Watch Bp. Fulton Sheen’s “His Last Words”

Watch Bp. Fulton Sheen’s “His Last Words” March 30, 2018

On Good Friday, there are two pieces of media I traditionally watch.

One is, of course, The Passion of the Christ.

The other is Archbishop Fulton Sheen’s homily “His Last Words.” It’s a homily he gave on Good Friday 1979 at St. Agnes Church in New York City. (He died later that year, so it was the very last Good Friday homily he gave.)

You can get a DVD copy here [affiliate link], but it is also available on YouTube:

I also recommend The Seven Last Words [affiliate link], as well as the chapter “The Seven Words from the Cross” in his “Life of Christ.” [affiliate link]

I find it both of the above, as well as his Good Friday homily, a profound reflection on the Lord’s Passion.

Here are the first few paragraphs of “The Seven Last Words” for your reflection; I hope you find them as moving and insightful as I do.

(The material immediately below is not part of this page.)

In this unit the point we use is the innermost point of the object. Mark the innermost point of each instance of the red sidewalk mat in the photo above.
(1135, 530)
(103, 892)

Three elements conspire in the making of every great message: a pulpit, an audience, and a truth. These three were present in the two most notable messages in the life of Our Blessed Savior, the first and the last which He delivered to the world. The pulpit of His first message was the mountainside; His audience, unlettered Galileans; His truth, the Beatitudes. The last message He delivered had for its pulpit the Cross; for its audience, scribes and Pharisees who blasphemed. Temple priests who ridiculed, Roman soldiers who gambled, timid disciples who feared, Magdalen who wept, John who loved, and Mary who grieved as only a mother can grieve. Magdalen, John, and Mary — penitence, priesthood, and innocence — the three types of souls to be found forever beneath the Cross of Christ. The sermon which that audience heard from the pulpit of the Cross was the Seven Last Words, the dying sayings of a Savior Who, by dying, slew death.

In the four thousand years of Jewish history, the dying words of only three are recorded: Israel, Moses, and Stephen. The reason perhaps is that no others are found so significant and representative as these three. Israel was the first of the Israelites; Moses, the first of the legal dispensation; Stephen, the first martyr. The dying words of each begin something sublime in the history of God’s dealings with men. Not even the last words of Peter or Paul or John have been our legacy, for no spirit ever guided a pen to reveal the secrets of their dying lips. And yet the human heart is always anxious to hear of the state of a mind at that very common and yet very mysterious moment called death.

In His goodness. Our Blessed Lord has left us His thoughts on dying, for He more than Israel, more than Moses, more than Stephen is representative of all humanity. In this sublime hour, therefore, He calls all His children to the pulpit of the Cross, and every word He says to them is set down for the purpose of an eternal publication and an undying consolation. There was never a preacher like the dying Christ. There was never a congregation like that which gathered about the pulpit of the Cross. There was never a sermon like the Seven Last Words.

Those seven words, unlike the words of dying men, never died. They were caught up in the ears of that vast audience and then echoed down over the hillside of Jerusalem and through the labyrinth of men’s minds, waking even the dead from their graves. Now even in this hour they are caught up by our own poor hearts that must decide, once more, if they will be tempted by the love of that Savior. Calvary is the new mountain of temptation, and it is not now Satan tempting Christ, but Christ tempting us — tempting us to love the Love we fall just short of in all love.